Why Japan lacks a vibrant biotech industry

Recent analysis of the biopharmaceutical industry in Japan has emphasized that the lack of a thriving biotech ecosystem in that country is largely due to tight controls on drug pricing1. However, this is only one part of the explanation, and any strategy to promote Japanese biotech must acknowledge the full complexity of the problem. Japan has long punched above its weight in innovative research in biochemistry and medicinal chemistry despite relative government underinvestment compared with the United States and Europe. In the United States, 363 new drugs were approved by the Food and Drug Administration between 2011 and 2021 (ref. 2). The leading country of origin of these approvals was the United States, with 223 drugs, but Japan was the second-leading country of origin, with 33 drugs. Drugs first developed in Japan include statins (Sankyo) and the cancer immunotherapy Opdivo (nivolumab; Ono Pharmaceutical), based on the discovery of programmed death inhibitor proteins by Nobel prize recipient Tasuku Honjo. In the field of biotechnology, Japanese successes include BioWa (acquired by Kirin), a producer of monoclonal antibodies, and Chugai Pharmaceutical, which has the largest bioreactor capacity in Japan and has been fed a steady stream of new drugs from its majority owner Roche.

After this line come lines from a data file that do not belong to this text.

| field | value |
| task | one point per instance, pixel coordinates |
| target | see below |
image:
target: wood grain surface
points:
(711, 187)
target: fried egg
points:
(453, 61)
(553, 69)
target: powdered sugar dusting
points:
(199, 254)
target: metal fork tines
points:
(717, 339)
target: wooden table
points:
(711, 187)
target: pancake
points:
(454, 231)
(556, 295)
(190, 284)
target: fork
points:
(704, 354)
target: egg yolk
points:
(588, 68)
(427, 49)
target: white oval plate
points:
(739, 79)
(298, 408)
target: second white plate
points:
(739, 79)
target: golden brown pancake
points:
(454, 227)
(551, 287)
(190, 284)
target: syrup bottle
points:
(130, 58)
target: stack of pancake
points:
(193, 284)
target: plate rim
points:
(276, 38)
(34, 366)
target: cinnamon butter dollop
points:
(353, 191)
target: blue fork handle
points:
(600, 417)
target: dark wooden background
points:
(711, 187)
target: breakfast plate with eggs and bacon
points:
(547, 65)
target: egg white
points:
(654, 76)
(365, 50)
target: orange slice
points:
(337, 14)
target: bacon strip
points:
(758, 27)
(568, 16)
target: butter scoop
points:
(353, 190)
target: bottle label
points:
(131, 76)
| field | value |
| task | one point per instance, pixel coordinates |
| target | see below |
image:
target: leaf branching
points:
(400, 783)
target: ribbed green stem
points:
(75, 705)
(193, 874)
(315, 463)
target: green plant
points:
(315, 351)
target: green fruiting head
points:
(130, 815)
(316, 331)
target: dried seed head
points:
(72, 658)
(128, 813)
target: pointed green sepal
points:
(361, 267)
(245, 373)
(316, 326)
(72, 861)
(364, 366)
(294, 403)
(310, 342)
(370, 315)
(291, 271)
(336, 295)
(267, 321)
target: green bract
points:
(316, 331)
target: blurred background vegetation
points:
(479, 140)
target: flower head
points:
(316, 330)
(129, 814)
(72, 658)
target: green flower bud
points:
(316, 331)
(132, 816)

Yet Japan lacks a home-grown biotech ecosystem. Even the discovery of induced pluripotent stem cells by Kyoto University researcher Shinya Yamanaka has not translated into Japanese leadership in cell therapies. Several factors beyond drug price controls are involved. Although many Japanese pharmaceutical companies have corporate venture capital arms and invest in biotech startups, these investments are mostly in the United States and other regions outside Japan. The same is true of Japanese venture capital investing as a whole. In 2022, this sector invested 120 times more in the United States than in Japan3,4. Japan has simply failed to develop a startup ecosystem, especially in biotech. According to the Global Startup Ecosystem Report 2021 from Startup Genome, Tokyo ranked ninth in the world as a startup hub, below other cities in East Asia, including Beijing and Shanghai4.